Project-Based Learning Philosophy
The department strongly emphasizes project-based learning as a core component of the curriculum. This approach ensures that students gain practical experience and apply theoretical concepts to real-world problems. The program includes both mini-projects and a final-year thesis/capstone project, providing students with opportunities to develop technical and professional skills.
Mini-Projects
Mini-projects are undertaken during the third and fourth semesters. These projects are typically team-based and focus on solving specific engineering problems. Students work under the guidance of faculty mentors and are evaluated based on their technical contribution, teamwork, and presentation skills.

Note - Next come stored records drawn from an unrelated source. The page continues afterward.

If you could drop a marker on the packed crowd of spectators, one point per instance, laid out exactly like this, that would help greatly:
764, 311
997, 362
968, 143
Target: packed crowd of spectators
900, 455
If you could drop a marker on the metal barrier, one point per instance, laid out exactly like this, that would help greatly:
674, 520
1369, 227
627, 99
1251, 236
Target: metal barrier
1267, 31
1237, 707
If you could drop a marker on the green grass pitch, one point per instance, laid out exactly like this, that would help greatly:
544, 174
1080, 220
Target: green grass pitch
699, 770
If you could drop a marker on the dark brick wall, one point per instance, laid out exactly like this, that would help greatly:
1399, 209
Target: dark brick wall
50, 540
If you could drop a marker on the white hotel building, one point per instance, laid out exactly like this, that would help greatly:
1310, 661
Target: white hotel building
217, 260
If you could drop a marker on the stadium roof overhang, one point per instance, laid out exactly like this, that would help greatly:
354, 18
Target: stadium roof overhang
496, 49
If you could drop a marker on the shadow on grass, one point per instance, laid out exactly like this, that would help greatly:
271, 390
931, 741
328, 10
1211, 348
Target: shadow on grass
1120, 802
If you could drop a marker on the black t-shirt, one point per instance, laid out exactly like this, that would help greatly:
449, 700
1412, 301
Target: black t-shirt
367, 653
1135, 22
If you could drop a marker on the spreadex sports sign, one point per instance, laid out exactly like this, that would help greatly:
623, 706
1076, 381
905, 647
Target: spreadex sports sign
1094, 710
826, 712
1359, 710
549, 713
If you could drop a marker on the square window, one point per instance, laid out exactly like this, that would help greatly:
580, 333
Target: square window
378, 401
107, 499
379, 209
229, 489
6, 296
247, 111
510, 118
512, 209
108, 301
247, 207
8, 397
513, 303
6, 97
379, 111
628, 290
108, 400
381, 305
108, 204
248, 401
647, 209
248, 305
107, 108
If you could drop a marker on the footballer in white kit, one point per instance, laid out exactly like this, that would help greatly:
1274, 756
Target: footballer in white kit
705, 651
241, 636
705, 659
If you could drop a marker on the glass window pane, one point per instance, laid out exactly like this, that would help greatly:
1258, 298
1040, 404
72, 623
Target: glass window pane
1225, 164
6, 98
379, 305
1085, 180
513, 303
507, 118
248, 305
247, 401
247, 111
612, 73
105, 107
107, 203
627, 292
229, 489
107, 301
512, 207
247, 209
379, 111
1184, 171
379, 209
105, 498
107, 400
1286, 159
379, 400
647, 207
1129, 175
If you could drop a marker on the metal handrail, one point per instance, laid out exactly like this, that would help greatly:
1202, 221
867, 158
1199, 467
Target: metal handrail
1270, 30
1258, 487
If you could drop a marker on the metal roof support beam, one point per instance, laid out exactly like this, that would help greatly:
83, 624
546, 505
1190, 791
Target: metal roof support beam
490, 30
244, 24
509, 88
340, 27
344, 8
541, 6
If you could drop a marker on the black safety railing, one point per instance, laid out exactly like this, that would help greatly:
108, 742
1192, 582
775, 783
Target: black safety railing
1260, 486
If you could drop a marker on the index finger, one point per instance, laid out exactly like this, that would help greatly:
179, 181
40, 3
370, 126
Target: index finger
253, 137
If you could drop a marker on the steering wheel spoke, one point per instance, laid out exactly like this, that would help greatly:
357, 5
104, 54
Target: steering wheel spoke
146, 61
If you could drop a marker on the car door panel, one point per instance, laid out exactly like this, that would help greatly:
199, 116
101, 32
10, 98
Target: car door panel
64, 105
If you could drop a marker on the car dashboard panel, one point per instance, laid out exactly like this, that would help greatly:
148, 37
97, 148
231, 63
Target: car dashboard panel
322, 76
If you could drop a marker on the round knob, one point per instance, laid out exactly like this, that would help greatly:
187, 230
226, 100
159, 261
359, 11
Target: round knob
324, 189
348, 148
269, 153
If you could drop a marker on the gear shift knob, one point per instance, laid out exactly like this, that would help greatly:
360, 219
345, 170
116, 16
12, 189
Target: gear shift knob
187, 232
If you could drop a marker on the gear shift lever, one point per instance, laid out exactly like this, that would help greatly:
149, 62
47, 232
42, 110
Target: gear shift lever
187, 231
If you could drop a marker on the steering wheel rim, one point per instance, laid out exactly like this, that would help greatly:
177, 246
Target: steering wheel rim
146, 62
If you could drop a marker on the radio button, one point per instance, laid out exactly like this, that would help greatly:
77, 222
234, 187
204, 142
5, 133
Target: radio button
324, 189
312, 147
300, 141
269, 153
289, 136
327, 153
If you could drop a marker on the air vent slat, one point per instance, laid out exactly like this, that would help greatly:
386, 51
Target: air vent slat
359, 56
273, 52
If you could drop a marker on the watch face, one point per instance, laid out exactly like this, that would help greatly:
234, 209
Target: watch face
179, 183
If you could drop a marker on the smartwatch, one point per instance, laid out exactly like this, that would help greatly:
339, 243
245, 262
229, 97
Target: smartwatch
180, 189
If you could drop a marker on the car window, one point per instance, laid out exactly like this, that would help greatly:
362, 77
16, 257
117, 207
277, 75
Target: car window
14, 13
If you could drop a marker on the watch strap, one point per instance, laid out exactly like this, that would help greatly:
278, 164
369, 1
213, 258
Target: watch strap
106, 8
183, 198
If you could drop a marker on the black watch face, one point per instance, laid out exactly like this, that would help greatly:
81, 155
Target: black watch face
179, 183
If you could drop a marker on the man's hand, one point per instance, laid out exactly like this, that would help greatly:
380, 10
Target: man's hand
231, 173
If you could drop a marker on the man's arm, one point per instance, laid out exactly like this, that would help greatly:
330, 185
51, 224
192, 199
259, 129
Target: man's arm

Final-Year Thesis/Capstone Project
The final-year project is a comprehensive endeavor that allows students to integrate their learning and demonstrate their expertise in a chosen area of engineering. Students select a project topic in consultation with faculty mentors and work on it for the entire academic year. The project includes literature review, design, implementation, testing, and documentation. Students present their work in a final defense and are evaluated based on the quality of the project, innovation, and presentation.
Project Selection and Mentorship
Students are encouraged to choose projects that align with their interests and career goals. The department provides a list of project ideas and research areas, and students can also propose their own projects. Faculty mentors are assigned based on the project topic and the expertise of the faculty member. The mentorship process includes regular meetings, progress reviews, and guidance on technical and professional development.